The report, conducted by the nonprofit software safety group Internet Safety Labs, says that “most apps used by K12 students are unsafe for children.”
The group tested 1,357 school-commissioned or privately developed edtech (educational technology) apps, covering 455,000 students in 663 schools in all 50 states and the District of Columbia.
The collected data about children and their families can be used by technology providers, marketers, and advertisers to create “highly targeted and persuasive advertising or opinions” aimed at these users. This abuse of access can also put children at risk of “emotional trauma, aberrant seduction or even physical danger,” the report warns.
“Do Not Use” apps
Internet Safety Labs created a safety scoring rubric, evaluating factors such as automated data gathering, buried sharing routines, and network traffic sharing. An app is labeled “Do Not Use” if it contained advertising or embedded data-gathering software, or shared information with big tech companies that rely on advertising revenue.
78% of the apps tested were classified under that category. Another 18% of apps were classified “High Risk”—apps that have similar, albeit less severe, violations.
The organization also found that 68% of the apps were observed sending data to Google.
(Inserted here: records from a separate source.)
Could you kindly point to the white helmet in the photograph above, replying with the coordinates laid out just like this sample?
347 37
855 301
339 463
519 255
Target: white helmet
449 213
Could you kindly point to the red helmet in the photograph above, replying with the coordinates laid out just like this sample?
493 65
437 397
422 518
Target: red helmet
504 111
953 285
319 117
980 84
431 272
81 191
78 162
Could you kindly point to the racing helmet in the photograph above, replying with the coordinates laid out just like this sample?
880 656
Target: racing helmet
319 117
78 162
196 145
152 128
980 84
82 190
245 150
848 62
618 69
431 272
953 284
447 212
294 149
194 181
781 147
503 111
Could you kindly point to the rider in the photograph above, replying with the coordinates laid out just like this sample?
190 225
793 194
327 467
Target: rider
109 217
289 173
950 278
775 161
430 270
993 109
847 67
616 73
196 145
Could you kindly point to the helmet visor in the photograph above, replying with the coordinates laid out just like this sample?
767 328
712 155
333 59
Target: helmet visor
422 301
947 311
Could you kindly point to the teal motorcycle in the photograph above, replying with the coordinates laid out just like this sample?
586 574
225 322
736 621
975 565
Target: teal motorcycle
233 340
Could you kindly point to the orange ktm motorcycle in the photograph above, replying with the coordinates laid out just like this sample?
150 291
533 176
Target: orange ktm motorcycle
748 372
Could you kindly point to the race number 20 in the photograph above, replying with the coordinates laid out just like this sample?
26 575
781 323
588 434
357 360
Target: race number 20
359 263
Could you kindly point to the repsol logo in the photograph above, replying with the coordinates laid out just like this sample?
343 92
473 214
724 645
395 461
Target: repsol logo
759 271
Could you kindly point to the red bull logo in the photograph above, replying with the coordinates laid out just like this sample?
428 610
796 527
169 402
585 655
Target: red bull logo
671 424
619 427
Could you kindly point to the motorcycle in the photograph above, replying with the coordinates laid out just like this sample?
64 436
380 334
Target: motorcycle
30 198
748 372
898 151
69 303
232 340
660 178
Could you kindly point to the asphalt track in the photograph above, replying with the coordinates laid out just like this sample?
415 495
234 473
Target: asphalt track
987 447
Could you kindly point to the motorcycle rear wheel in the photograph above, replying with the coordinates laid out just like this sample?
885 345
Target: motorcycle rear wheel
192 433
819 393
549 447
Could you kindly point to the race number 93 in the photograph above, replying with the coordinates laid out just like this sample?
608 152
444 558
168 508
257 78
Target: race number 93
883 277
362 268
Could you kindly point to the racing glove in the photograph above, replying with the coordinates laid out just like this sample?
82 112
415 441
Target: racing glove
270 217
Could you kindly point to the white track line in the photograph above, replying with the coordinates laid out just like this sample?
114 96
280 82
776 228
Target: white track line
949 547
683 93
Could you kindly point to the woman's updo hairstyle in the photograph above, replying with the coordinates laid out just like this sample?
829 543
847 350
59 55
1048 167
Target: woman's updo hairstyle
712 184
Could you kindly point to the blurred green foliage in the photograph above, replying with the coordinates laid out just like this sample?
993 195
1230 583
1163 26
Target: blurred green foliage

This isn’t surprising as 75% of schools that provide personal computing devices to students use Chromebooks or Chrome tablets.
This revelation comes on the heels of E.U.-wide concerns over lax data protection in schools. The Dutch data protection authority banned Google tech in education unless the tech giant resolves these concerns.
These education apps are “monetizing your data, selling it to data brokers that are building these ever-growing portfolios on you,” said Internet Safety Labs executive director Lisa LeVasseur in an interview with Education Week.
LeVasseur added, “You really have to scrutinize this stuff. And you have to vendor manage. You have to get in there and demand a lot more information.”